1) Star Wars: The Force Awakens

Oh my midi-chlorians. The movie underwhelmed me, overstuffing the narrative with setups and send-offs. The third trailer for the film overwhelmed me. The soundtrack begins with single piano strokes. You think you are in store for a low key, image-driven trailer. Finn and Rey speak their prime motivations, their justifications for being the center of the saga. They think little of themselves, are wracked with doubt and confusion.

When the Lucasfilm logo hits the screen, the score introduces a subtle, chilling bass before showing dozens of block-ranked stormtroopers. Horns accompany Kylo Ren’s modulated voice and Darth Vader’s crushed mask. Unlike the film’s heroes, Kylo knows exactly who he is and what he’s doing.

Kylo uses the Force to torture Oscar Isaac, whose screams ignite the symphony and Millennium Falcon through a firewall leveling a forest and a dogfight with a TIE fighter. The score is hopeful, but not triumphant. Also, a TIE fighter scream is only slightly less menacing a sound than Darth Vader’s breathing. Han explains to Rey and Finn of the tales of the Star Wars saga. “It’s true, all of it.”

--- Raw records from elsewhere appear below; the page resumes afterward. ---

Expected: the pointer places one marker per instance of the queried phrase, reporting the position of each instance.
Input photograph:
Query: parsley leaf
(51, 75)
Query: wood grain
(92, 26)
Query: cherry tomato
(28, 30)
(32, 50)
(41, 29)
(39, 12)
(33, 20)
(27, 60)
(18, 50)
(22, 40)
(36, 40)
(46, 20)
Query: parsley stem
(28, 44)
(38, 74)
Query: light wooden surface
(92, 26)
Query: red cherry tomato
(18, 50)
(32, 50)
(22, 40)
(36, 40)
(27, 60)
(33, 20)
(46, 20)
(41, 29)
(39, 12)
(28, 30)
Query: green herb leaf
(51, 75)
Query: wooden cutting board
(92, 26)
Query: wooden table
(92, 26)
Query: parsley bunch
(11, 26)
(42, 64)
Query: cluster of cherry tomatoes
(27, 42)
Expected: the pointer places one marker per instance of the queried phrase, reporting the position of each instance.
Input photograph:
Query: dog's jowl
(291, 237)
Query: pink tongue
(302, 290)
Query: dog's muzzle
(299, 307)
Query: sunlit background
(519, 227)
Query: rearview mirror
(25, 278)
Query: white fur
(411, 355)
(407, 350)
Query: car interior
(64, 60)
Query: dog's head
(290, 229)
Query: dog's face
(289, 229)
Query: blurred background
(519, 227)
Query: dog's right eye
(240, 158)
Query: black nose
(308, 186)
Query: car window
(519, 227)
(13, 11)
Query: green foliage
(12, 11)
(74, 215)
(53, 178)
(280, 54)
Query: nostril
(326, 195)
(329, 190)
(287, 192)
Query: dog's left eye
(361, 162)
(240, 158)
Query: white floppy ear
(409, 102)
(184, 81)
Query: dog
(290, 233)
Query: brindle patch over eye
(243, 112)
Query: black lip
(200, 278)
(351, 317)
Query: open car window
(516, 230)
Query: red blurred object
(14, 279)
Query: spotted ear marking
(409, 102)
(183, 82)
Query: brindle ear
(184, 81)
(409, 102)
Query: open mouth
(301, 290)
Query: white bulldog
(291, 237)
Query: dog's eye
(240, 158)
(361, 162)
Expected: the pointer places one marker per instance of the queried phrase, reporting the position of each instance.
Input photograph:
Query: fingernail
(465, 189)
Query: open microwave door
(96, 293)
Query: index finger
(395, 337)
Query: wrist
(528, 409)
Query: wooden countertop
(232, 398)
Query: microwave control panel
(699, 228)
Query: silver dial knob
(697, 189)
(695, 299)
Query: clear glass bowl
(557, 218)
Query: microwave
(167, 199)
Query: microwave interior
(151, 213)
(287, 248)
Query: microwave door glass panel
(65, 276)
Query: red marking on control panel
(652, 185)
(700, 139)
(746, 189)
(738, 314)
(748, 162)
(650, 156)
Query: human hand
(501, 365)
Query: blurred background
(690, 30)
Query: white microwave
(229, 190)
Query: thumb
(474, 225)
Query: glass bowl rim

Oh yea, what fun we’re going to have! Nope. Cue Imperial horns and terrible, terrible drums. You can practically see the drummers wailing the hell out of those drums. Kylo and his cronies and his lightsaber are waiting for everyone in a lightning storm. “The Dark Side. The Jedi. They’re real.”

Laser blasts, Luke’s metal hand, tears, explosions–they’re coming. Both Imperial and hopeful themes combine as we watch the images of battle. More TIE screams, more lightsabers, more lasers. And the Force, it’s calling to…someone.

John Williams, cinema’s master symphonic artist.